Enfin, la clause pénale du bail aux termes de laquelle le bailleur sera autorisé à conserver le dépôt de garantie en cas de résiliation du bail étant également susceptible d’être modérée par le juge du fond en application des dispositions précitées, il n’y a pas lieu à référé sur ce point.
Sur les demandes accessoires
La société LES 2 NOUNOURS sera condamnée aux dépens de l’instance, en ce compris le coût du commandement de payer du 13 novembre 2023.

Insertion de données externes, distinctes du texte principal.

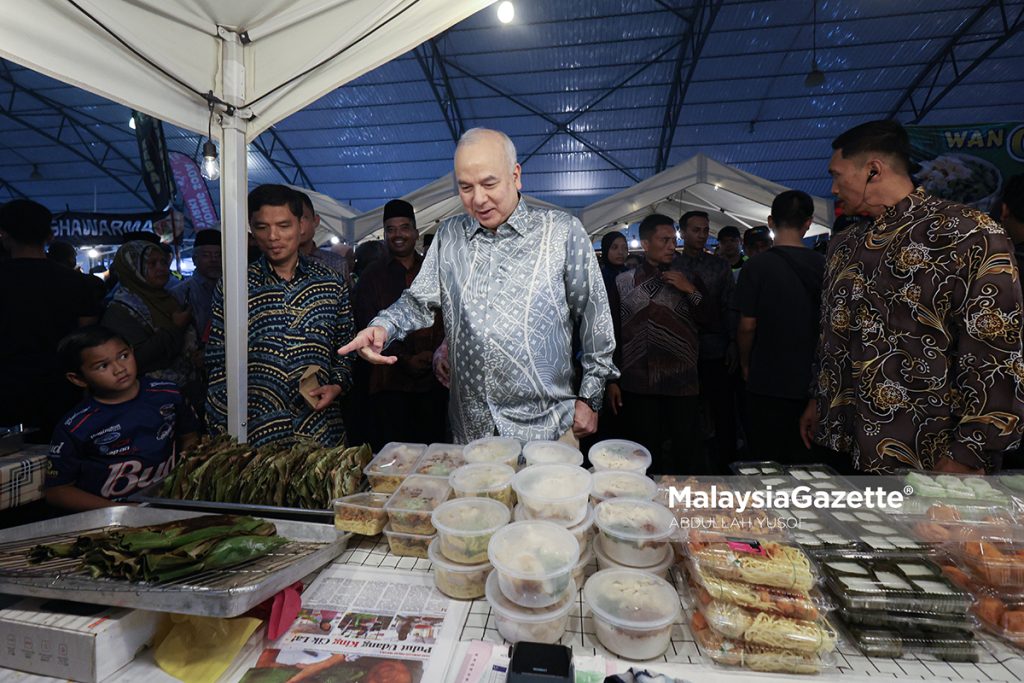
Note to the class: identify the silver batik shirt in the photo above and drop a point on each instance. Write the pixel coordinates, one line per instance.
(510, 301)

L’équité commande de condamner la société LES 2 NOUNOURS à payer à la société BARAKA la somme de 2.000 € au titre de l’article 700 du code de procédure civile.
PAR CES MOTIFS
Statuant par ordonnance de référé, par mise à disposition au greffe le jour du délibéré, après débats en audience publique, par décision contradictoire et en premier ressort,
Constatons l’acquisition de la clause résolutoire et la résiliation de plein droit du bail du 1er mars 2019 portant sur les locaux situés [Adresse 2], avec effet à la date du 13 décembre 2023 à 24h00,
Condamnons la société LES 2 NOUNOURS à payer à la société BARAKA la somme provisionnelle de 35.595,36 € à titre d’arriéré locatif selon décompte arrêté au 1er avril 2024, échéance du mois d’avril 2024 incluse, outre les intérêts au taux légal sur la somme de 25.107,01 € à compter du 13 novembre 2023, puis sur la somme de 35.595,36 € à compter du 9 avril 2024,
Accordons à la société LES 2 NOUNOURS des délais de paiement,
Disons que la société LES 2 NOUNOURS pourra s’acquitter du paiement de la provision précitée, en sus du loyer et des charges courants, moyennant 11 mensualités successives d’un montant de 1.500 € chacune et une 12ème mensualité soldant la dette, étant précisé que le premier versement devra avoir lieu avant le 10 du mois suivant la signification de la présente ordonnance et que chaque versement mensuel devra intervenir avant le 10 de chaque mois,
Disons que les effets de la clause résolutoire seront suspendus durant le cours des délais ainsi accordés,
Disons qu’en cas de paiement de la dette selon les termes de l’échéancier susvisé, la clause résolutoire sera réputée ne jamais avoir joué,
Disons qu’à défaut de paiement d’un seul loyer et des charges courants ou d’une seule mensualité à échéance, la clause résolutoire reprendra ses effets, et :
- le solde de la dette deviendra immédiatement exigible,
- l’expulsion de la société LES 2 NOUNOURS pourra être poursuivie ainsi que celle de tous occupants de son chef des locaux situés [Adresse 2], avec l’assistance, si besoin, de la force publique et d’un serrurier,
- le sort des meubles se trouvant dans les lieux loués sera régi conformément aux articles L. 433-1 et R. 433-1 et suivants du code des procédures civiles d’exécution,
- la société LES 2 NOUNOURS sera condamnée à payer, à titre provisionnel, à la société BARAKA une indemnité d’occupation égale au montant du loyer tel qu’il résulterait de la poursuite du contrat outre les charges et taxes, jusqu’à la libération effective des lieux et la remise des clés,
Condamnons la société LES 2 NOUNOURS à payer à la société BARAKA la somme de 2.000 € en application de l'article 700 du code de procédure civile,
Disons n’y avoir lieu à référé sur les autres demandes.
Condamnons la société LES 2 NOUNOURS au paiement des dépens, en ce compris le coût du commandement de payer du 13 novembre 2023.